0. Refresher Materials Flashcards
Refresh on file systems, memory systems, multithreaded programming, and networking.
What key abstractions does a file system use?
- File 2. Filename 3. Directory Tree
How does UNIX keep track of access rights?
For each user / file pair we need to know which permissions that user has (e.g., read, write, execute). Unix assigns an owner (aka user) and group to every file. There are separate read, write, execute bits for owner/user, group, and other.
How do read, write, and execute rights affect directories in UNIX?
Reading affects your ability to see what’s in a directory. Writing affects your ability to create, delete, and rename files in a directory. Execute affects your ability to “pass through” a directory and manipulate its contents in ways other than manipulating file names. NOTE: To create a new file in a directory from outside the directory you would need both write and execute permissions because you need to be able to “pass through” the directory (execute) and create the file (write)
What are the two primary ways of interacting with a file
- cursor 2. memory
What are two allocation strategies for keeping track of whether a block is free?
- Free list 2. Busy bit vector
How does a file allocation table (FAT) represent a file? What role does a directory table play?
Each file is represented as a linked list of blocks. The links in the list are represented in the file allocation table (FAT), which is indexed by block number. Given the starting block number of a file, it’s possible to find the next block with a constant time access to the file allocation table. -1 indicates that a block is the last in the chain. The file allocation table also contains a bit that indicates whether the block is free. The file allocation table contains data about all blocks in all files. The directory table tells us the starting block of a file.
How does inode represent a file?
Each file on disk has an inode structure associlated with it.
An inode contains metadata, 12 direct pointers, 1 indirect pointer, 1 double indirect pointer, and 1 triple indirect pointer.
Just like in FAT, directories are treated like files and also use inode structures.

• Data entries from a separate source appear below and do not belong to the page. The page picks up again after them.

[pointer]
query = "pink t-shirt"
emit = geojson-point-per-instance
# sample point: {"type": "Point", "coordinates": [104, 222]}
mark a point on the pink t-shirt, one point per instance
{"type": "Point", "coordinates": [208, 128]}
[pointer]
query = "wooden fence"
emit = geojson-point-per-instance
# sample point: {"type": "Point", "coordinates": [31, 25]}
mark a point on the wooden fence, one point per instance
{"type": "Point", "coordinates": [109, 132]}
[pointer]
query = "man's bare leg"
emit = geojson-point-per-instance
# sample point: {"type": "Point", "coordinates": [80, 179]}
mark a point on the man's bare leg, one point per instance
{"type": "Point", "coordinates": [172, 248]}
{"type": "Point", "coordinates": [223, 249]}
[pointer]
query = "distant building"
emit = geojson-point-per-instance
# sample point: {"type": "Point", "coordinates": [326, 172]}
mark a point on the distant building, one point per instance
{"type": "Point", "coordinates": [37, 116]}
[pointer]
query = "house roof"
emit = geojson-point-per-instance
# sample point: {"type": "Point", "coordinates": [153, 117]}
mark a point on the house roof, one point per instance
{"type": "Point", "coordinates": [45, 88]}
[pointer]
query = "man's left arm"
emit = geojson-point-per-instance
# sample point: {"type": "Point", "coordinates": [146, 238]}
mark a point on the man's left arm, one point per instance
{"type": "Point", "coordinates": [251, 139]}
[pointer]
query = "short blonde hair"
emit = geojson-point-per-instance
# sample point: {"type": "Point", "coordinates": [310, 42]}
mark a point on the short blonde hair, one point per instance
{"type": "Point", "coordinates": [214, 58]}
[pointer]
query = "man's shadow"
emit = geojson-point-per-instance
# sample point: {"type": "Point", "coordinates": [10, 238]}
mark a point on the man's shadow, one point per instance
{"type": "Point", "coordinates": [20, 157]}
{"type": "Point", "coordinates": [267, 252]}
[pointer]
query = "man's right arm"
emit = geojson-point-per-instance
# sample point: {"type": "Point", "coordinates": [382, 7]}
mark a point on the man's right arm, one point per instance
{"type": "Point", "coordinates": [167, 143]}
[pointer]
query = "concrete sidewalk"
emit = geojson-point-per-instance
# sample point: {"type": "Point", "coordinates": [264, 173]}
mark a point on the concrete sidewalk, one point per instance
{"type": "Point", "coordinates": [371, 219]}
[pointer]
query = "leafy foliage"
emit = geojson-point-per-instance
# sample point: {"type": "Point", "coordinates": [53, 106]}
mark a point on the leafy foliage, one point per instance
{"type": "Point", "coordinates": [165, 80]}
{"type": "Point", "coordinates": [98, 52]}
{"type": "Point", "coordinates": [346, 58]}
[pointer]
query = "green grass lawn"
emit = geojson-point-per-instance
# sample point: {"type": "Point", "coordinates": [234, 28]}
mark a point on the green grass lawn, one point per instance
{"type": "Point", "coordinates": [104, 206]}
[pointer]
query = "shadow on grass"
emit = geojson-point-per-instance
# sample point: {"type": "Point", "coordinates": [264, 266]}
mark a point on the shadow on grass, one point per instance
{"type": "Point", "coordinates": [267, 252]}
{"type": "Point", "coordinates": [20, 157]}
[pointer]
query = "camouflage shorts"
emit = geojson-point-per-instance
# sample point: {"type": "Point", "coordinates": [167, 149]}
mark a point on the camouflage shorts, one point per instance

What’s a buffer cache and how does it optimize file access?
How are reads affected?
How are writes affected?
A buffer cache is an in-memory cache of the contents on disk. When data is read from disk it’s stored in the buffer cache so subsequent reads can access it there.
Writing to disk is usually done with a write-back policy. The change is made only in the buffere cache at first and the page is marked as dirty. The slower operation of writing the data to disk is postponded to a more oportune time. Thus, a call to write isn’t a guarantee that the data is changed on disk (call fsync or msync to flush changes to disk).
Pros
- The program can resume faster after a write
Cons
- If the program crashes before the write to disk, changes are lost
What is journaling and how does it optimize file access?
We write changes to a contiguous block of memory quickly and mark the dirty blocks of memory as clean. Then at a more oportune time we apply all the changes in the journal to their actual positions on disk (taking the time penalty to fseek).
Pros
- Writing to the journal is fast, and that’s the write we do at the critical time where we find we have too many dirty blocks
- Prevents data loss
Cons
- Any time we read from the disk we first have to check if there are changes in the journal
- Total time spend writing increase since we have to do it twice
What’s direct memory access and how does it optimize file access?
Streaming devices like a disk have their own controller that is capable of sending along the bus.
The CPU sends commands to the DMA controller along the bus. While this still means the CPU and the DMA controller are competing for use of the bus, the CPU is able to find data in the cache, which reduces it’s use of the buss and allows the DMA controller to “steal” cycles.
Compare Memory vs Disk
Memory
- Fast
- Random access (constant time lookups)
- Temporary
Disk
- Slow
- Sequential access
- Durable
What is the motivation for using a cache?
It significantly speeds up time to look up data because it’s much faster to access the cache than main memory. If we get a cache hit, we don’t have to go to main memory. If we don’t get a hit, we have to go to main memory, but we can store the data in the cache to save ourselves the trip next time.
What is memory heirarchy and why is it useful?
The main tradeoff w/ caches is speed vs capacity. A small cache means a fast lookup, but a low hit rate whereas a large cache means a slower lookup, but a higher hit rate.
A memory heirarchy means we have several caches of various sizes, which allows us to get both speed and capacity.
What is cache locality?
What is temporal cache locality?
What is spacial cache locality?
In order for a cache to be effective, it needs a high hit rate, which means we need to be able to anticipate what data it will need next. We use locality to determine this.
Temporal locality is the tendency to refer to the same memory close in time. (e.g., a caching policy puts data you’ve just used in the cache w/ the assumption you’re likely to use it again soon)
Spacial locality is the tendency to access memory that is close in address. (e.g., a caching policy puts not just the memory address you accessed into the cache, but the whole block)
Given an address how do I determine if the data is in the cache (direct map cache)?
The offset tells us where within a cache block our data is. The rest of the bits tell us the cache number.
The index tells us the right index to look for our data in.
The tag acts as a confirmation to differentiate data with the same index :/